Kick-off times are delayed by 60 seconds. The film is also broadcast on television and online.
Together with his brother, Prince Harry, William has identified a number of psychological problems. An avid Aston Villa fan, Prince William is President of the English Football Association (FA) and works closely with the governing body on a number of issues related to sport.
The film is a collaboration between Every Mind Matters from Public Health England (PHE), the FA and Heads Together (Heads Up) and shows leading soccer stars such as Harry Maguire, Alex Scott, Dele Alli, Jordan Pickford, Callum Hudson-Odoi and Son Heung , Min and Hamza Choudhury as well as managers Frank Lampard and Slaven Bilic.
"It is extremely important for men to think about their mental health and take action wherever they can," said Chelsea manager Lampard. "I come from a family in which we have a lot of emotions, feelings and sometimes fears.
"I think a big thing now is the great campaigns that encourage people to speak openly about worrying about your mental health and not feel bad about how you feel inside. I think as men we can sometimes think it's a weakness, but it certainly isn't. It's a tremendous strength. "

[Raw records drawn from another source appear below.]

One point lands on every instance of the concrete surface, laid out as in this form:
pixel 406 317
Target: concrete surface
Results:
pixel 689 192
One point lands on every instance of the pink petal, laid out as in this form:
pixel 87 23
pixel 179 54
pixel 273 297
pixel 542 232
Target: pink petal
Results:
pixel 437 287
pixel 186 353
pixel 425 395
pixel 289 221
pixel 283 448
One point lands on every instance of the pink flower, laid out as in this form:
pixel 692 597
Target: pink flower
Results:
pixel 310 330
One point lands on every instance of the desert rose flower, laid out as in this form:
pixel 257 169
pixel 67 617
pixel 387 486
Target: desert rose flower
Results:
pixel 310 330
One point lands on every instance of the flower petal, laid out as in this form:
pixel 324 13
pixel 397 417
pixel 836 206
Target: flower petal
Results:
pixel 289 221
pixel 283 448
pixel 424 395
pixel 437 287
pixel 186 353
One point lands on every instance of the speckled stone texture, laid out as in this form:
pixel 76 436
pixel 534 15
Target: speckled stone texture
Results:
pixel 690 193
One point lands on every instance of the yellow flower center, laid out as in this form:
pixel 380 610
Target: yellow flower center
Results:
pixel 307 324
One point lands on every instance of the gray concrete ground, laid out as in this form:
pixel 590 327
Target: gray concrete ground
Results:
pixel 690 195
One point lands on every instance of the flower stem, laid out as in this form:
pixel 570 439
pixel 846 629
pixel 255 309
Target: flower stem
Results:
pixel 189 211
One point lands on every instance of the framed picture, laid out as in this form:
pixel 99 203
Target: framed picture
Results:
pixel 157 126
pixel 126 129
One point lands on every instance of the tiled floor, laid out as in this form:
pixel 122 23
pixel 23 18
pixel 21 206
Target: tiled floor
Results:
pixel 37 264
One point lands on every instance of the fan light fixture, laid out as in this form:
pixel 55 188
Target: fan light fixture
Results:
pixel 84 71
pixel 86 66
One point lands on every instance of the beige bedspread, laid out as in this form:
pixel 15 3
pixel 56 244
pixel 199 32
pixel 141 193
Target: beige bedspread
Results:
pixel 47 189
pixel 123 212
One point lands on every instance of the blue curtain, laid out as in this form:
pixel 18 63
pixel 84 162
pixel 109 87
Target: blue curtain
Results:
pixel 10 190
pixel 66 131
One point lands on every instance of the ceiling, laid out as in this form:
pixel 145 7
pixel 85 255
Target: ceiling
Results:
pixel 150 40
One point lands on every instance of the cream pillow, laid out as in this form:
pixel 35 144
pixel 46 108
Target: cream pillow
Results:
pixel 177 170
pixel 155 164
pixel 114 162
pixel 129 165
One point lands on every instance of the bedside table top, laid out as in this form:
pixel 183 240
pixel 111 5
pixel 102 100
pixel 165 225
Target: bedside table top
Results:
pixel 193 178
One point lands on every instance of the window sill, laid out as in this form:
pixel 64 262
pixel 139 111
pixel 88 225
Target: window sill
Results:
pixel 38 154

Tottenham Hotspur – Star Alli added: "There are so many people struggling with their mental health and I want to help people understand that they don't have to deal with it alone. There are many people who can help , and there are steps you can take to ensure that your mental well-being is as good as possible. "
Last year, the Duke of Cambridge wrote in a BBC documentary about the loss of his mother, Princess Diana, that he felt "pain like no other" after her death in a car accident in 1997 when he was 15 years old have. He also said that the British – especially men – should feel comfortable talking about mental health issues.
"I think if you grieve at a very young age – really at any time, but especially at a young age, I can get very close to it – you feel pain like no other pain and you know it in your life going on is very difficult to find something worse than that, "said William.
He added: "Especially in the UK, we're also nervous about our feelings. We feel a little embarrassed sometimes. You know, the British" stiff upper lip "- that's great, and we have to have that occasionally times are really hard, there must be a moment for it.
"But otherwise we have to relax a little and talk about our feelings because we are not robots."
A YouGov survey commissioned by PHE shows that men in England are less likely than women to seek help or self-help to address common mental health problems.